Gran prestación de los jóvenes instrumentalistas de la Joven Orquesta Nacional de España quienes, capitaneados por el director Julio César Picos, resolvieron con seguridad las complejidades de la partitura de Vives, adaptada para orquesta pequeña, y ofrecieron una lectura de buen ritmo, bien colorida, cargada de delicadezas y rico lirismo.
Fiel a los lineamientos de la dramaturgia, la directora de escena Nicola Beller Carbone planteó un espectáculo moderno, inteligente y sólido que reflejó con contundencia el mundo bohemio actual, la precariedad laboral, y las dificultades de los jóvenes para integrarse al mundo cultural actual. De su labor debe destacarse su buen ojo teatral, sus cuidadas marcaciones y su particular atención al lenguaje corporal, el gesto, el tono de la voz y los silencios.

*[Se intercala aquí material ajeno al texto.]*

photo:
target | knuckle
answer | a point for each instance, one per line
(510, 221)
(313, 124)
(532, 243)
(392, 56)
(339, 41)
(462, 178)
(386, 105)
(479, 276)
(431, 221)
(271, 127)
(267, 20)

A cargo de la escenografía, Carmen Castañón dividió la escena en dos ambientes desdoblados que coexistieron simultáneamente: un set de rodaje televisivo y un garito autogestionado barrial llamado “Sisterland”, con los que logró una interesante sensación de fluidez espacio-temporal. Aportó calidad a la propuesta visual, tanto el vestuario contemporáneo y multicolor de Pier Paolo Álvaro, así como la estudiada iluminación de Pedro Chamizo. El espectáculo fue ovacionado por el joven público.
El proyecto Zarza volvió a demostrar que la zarzuela sigue viva, celebrando el talento joven y augurando un futuro prometedor para el género.